В восемнадцать нашлась юная прачка
За одной из соседних стен.
Потом потребовалась от отца подачка:
На то отец и джентльмен!

В двадцать уже с плешью на макушке
Поступает он в банк. Он живет
Отдельно в меблированной комнатушке,
А политически он – патриот.

В двадцать четыре он астматик.
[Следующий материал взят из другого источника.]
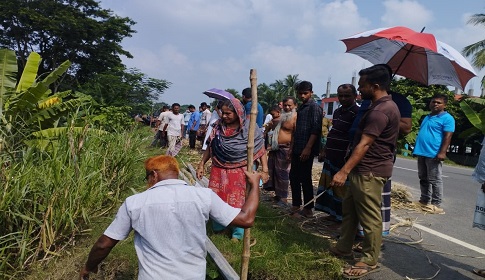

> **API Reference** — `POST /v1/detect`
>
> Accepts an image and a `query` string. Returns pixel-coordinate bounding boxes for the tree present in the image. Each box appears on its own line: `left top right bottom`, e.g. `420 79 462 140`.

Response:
0 0 135 87
0 49 92 154
462 14 485 87
79 69 171 114
391 79 472 153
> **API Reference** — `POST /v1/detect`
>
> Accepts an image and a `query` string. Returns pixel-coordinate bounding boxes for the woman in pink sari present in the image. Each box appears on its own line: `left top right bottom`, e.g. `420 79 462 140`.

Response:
197 98 268 240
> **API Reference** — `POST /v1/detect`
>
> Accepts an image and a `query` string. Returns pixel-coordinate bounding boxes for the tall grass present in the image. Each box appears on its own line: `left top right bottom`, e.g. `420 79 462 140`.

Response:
0 129 144 279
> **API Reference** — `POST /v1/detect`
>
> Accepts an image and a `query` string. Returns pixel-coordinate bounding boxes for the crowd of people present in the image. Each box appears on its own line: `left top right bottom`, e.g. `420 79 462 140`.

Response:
81 64 485 279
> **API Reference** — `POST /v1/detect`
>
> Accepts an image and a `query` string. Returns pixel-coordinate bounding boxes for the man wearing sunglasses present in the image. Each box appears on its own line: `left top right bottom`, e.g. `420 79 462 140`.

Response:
80 155 260 279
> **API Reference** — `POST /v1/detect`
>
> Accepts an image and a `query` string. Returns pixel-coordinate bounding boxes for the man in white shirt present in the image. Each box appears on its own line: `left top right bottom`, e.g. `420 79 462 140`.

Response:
150 105 170 147
164 103 185 157
202 101 223 151
197 102 212 146
80 155 261 280
182 105 193 138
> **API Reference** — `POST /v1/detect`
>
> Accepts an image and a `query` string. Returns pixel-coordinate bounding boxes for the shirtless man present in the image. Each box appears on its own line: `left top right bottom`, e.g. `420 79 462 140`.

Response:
266 96 296 203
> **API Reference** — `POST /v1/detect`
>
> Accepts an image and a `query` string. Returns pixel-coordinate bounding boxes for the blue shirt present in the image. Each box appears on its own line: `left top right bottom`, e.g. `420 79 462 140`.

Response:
413 111 455 158
187 111 200 131
244 101 264 127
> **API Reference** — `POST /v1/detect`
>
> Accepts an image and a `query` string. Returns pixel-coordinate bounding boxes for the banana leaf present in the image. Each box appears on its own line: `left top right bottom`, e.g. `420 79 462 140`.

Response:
0 49 18 120
17 52 42 93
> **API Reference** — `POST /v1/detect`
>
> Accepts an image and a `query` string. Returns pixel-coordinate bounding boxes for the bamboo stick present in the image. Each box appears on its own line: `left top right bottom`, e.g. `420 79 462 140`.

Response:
241 69 258 280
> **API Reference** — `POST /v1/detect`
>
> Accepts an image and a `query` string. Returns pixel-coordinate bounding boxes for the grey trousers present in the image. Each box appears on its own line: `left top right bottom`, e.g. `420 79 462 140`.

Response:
418 156 443 206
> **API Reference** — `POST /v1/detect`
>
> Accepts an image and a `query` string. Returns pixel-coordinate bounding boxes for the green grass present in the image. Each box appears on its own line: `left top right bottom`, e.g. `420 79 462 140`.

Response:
209 203 343 280
18 129 343 280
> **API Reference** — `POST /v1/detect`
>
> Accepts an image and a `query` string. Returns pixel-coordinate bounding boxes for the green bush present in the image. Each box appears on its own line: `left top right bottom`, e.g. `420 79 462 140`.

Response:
0 129 145 279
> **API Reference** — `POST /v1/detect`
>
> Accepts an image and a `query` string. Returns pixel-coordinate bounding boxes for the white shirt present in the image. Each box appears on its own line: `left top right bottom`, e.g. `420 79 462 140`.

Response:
104 179 240 280
167 112 184 136
200 109 212 124
158 111 172 131
263 114 273 125
202 109 220 151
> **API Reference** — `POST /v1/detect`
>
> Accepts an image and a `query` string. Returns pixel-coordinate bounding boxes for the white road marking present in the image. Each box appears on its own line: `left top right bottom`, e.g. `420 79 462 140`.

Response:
394 166 448 178
392 215 485 255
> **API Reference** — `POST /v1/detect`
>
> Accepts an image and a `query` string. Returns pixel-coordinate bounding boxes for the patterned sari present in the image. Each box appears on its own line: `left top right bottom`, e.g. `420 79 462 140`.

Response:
208 99 266 208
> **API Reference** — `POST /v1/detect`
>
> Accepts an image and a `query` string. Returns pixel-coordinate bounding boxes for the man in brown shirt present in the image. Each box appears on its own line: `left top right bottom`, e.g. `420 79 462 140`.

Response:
330 65 400 276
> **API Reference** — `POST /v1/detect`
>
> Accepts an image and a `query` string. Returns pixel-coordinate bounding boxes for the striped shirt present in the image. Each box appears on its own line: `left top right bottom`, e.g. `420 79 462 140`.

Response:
292 99 323 156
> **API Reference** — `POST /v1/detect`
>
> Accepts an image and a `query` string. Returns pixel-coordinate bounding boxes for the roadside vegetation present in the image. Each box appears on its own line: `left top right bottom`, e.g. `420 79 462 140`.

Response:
0 0 485 279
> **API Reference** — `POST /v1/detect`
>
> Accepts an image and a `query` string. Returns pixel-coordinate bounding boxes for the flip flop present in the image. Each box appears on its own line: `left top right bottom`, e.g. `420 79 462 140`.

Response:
352 242 386 253
472 268 485 278
342 265 381 279
328 247 354 260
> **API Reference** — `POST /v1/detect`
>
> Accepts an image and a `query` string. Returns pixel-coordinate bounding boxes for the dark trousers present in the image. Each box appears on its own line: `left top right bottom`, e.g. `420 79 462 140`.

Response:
290 154 313 209
189 130 197 149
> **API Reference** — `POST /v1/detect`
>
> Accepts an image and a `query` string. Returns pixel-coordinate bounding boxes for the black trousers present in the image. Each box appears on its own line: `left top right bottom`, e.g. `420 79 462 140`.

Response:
290 154 314 209
189 130 197 149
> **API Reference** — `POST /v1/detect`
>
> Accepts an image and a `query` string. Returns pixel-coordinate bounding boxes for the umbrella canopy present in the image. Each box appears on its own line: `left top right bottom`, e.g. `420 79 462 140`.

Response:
204 88 234 100
341 26 476 90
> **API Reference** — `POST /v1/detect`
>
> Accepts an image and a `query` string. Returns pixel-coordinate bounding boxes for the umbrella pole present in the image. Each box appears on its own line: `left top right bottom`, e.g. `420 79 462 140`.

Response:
392 26 426 79
241 69 258 280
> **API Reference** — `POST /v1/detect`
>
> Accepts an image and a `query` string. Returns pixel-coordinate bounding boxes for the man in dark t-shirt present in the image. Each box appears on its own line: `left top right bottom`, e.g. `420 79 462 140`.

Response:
330 65 400 276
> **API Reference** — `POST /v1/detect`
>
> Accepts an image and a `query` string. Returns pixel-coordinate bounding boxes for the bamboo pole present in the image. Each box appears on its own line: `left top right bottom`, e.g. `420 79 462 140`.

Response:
241 69 258 280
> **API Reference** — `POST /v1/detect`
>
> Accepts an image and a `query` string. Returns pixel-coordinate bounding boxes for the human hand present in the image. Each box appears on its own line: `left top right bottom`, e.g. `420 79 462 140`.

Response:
244 170 261 187
300 147 312 161
434 153 446 161
197 164 204 180
318 150 326 162
261 171 269 184
79 266 98 280
330 171 347 187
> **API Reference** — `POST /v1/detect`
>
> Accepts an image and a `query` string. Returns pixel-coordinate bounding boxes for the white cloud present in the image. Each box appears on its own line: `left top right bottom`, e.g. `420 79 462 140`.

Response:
318 0 370 38
381 0 433 31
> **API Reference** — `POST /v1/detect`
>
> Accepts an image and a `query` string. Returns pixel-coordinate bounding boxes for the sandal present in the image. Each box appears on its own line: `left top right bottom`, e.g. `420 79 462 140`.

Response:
342 262 381 279
328 247 354 260
352 242 386 253
472 268 485 278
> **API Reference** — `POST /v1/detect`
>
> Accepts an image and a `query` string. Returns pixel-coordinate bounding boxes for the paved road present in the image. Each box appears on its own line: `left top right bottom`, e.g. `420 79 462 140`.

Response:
362 158 485 280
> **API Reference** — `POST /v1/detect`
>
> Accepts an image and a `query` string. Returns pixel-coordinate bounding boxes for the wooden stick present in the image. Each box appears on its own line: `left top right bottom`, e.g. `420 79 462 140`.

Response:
241 69 259 280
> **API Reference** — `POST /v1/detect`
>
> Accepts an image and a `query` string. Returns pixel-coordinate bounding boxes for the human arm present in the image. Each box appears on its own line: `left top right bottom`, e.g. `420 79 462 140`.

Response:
435 131 453 161
399 118 413 136
318 146 327 162
330 134 376 187
230 170 261 228
79 234 118 279
197 147 210 180
258 153 269 186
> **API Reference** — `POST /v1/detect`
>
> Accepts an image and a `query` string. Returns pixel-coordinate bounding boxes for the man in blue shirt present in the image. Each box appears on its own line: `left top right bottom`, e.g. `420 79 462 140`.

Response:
413 94 455 214
242 88 264 128
187 105 200 149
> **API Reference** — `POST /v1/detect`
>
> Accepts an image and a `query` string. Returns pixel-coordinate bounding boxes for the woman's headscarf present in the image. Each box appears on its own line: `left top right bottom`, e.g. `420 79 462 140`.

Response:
209 98 265 168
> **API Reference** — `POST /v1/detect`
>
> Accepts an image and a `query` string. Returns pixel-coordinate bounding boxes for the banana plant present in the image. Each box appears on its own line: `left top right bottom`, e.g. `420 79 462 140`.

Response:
460 98 485 138
0 49 92 151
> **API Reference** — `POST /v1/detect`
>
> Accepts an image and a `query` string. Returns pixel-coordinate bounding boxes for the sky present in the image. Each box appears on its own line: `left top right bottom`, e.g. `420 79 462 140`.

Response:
100 0 485 105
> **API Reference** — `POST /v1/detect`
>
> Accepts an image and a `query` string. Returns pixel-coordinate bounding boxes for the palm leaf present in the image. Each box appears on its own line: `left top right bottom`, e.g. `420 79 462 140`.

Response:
460 101 485 132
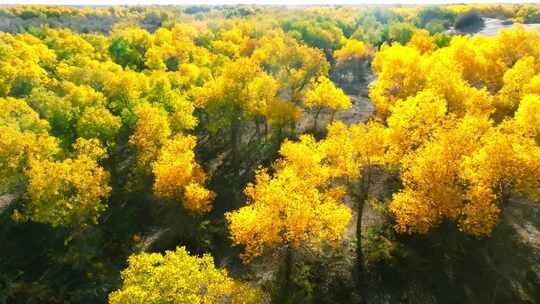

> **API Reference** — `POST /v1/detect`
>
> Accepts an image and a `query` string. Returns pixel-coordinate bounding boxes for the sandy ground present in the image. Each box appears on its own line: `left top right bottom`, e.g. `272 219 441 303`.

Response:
475 18 540 36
Прилично
Получает и зачислен в штат.
Женился на девушке несимпатичной,
Но она с деньгами, как говорят.

В двадцать семь он стал видной фигурой
Среди моралистов, что опеку блюдут
Над театром и литературой,
И даже внес новые пункты в статут.

В тридцать старость пришла спозаранку.
Ему некуда больше шагнуть.
И шагами первого бухгалтера банка
Завершает он жизненный путь.

У его сына уже в колыбели
Был череп, как у атташе,
И уже наметиться сумели
Черты бюрократа in spe.


СОН НОСКЕ

Прошлой ночью вдруг
Господин Носке проснулся, испытав испуг:
«Что же это такое?
Я поужинал очень умеренно,
А мой сын довольно злонамеренно
Лишил меня всякого покоя!»

Господин Носке заметался туда и сюда.
«Быть может, салат все же тяжелая еда?»
Но когда взор его в темноту углубился,
Ему снова страшный сон приснился.

Он стоял ночью у Ландверканала,
И мертвая женщина, глаз не тая,
Поднялась из воды: по лицу ее стекала
Темной крови струя.
И поднялись – с тою же застылостью очей –
Массы и массы за ней,
Вонзая в него взоры со всех сторон:
«Это все сделал он!»

И вот в Тиргартен сбежал он тогда,
Но тысячи криков донеслись и сюда,
И протянулсь руки вслед:
«Ты не уйдешь от нас, нет!»

И вдруг затих этот хор мертвецов.
Какой-то человек шел из-за кустов,
Кровавый след на виске храня,
И сказал: «Ты не помнишь меня?»

Он к Бранденбургским воротам пустился бежать
И стал звать друзей своих он.
Но встала перед ним пролетариев рать
С тысячами красных знамен.
Они не отказали ему в своем привете:
«Тебя мы примем, как никого на свете!»

Тут господин Носке застыл, как лед,
Проснулся и вытер холодный пот.
И рассмеялся: «Что за глупая шутка!
Это ведь было лет десять назад.
Да и вообще сны зависят от желудка.
Быть может, действительно, тяжел был салат?»